Of the 3512 hospitals, 639 were located within a county with a high opioid prescribing rate.

However, the 2,873 hospitals in other counties were more likely to be able to e-prescribe than the hospitals located within a high opioid prescribing county. Only 57.3 percent of those high prescribing hospitals could e-prescribe, compared to 65.2 percent of other hospitals.

Only 10.8 percent of hospitals located within counties with high prescribing rates had PDMP EHR integration, compared to 15.1 percent of other hospitals.

Finally, while EHR-based PDMP queries were lower across the board, only 22.1 percent of hospitals with high prescribing rates had that capability, compared to 30.3 percent of other hospitals.

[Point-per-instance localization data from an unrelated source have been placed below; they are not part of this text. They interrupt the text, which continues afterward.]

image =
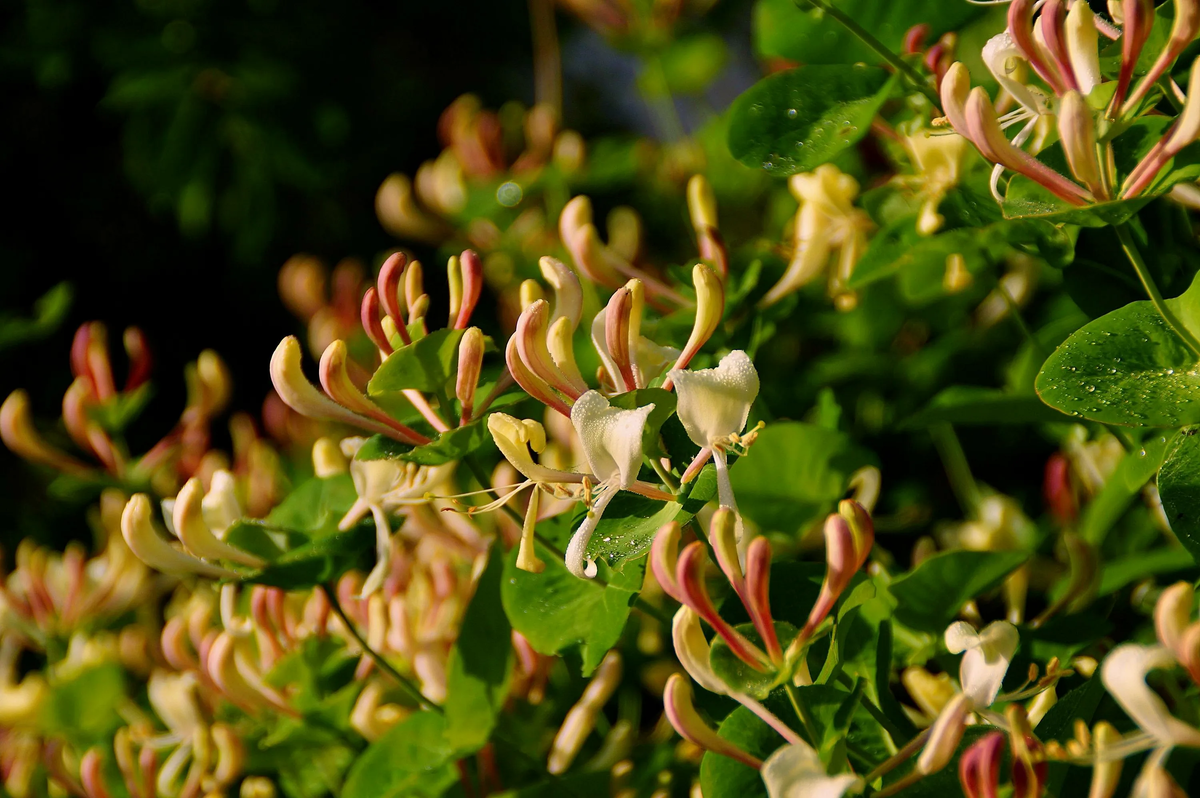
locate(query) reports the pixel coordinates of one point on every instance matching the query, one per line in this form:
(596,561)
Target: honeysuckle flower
(985,658)
(850,535)
(581,718)
(383,486)
(979,767)
(702,209)
(827,223)
(939,160)
(612,444)
(1123,673)
(603,264)
(190,521)
(713,407)
(154,550)
(677,702)
(630,359)
(945,736)
(797,772)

While over half of hospitals with both high and normal prescribing rates had the ability to e-prescribe, the majority of hospitals were unable to integrate PDMP data into the EHR, and thus were unable to query from within the EHR. If a PDMP is not implemented directly into the workflow, it is not unusual for a query to take up to seven minutes to process, putting a major strain on clinician workflow.

Hospitals located in counties that needed these capabilities the most, were unable to fully maximize the benefits of an EHR-integrated PDMP.

“Physicians and policy makers are actively considering new strategies to manage the opioid epidemic,” concluded the study authors.

“Focusing efforts on hospitals in areas with high rates of opioid prescribing to build PDMP integration into their EHR may be associated with improved PDMP effectiveness and reduced prescriber administrative burden.”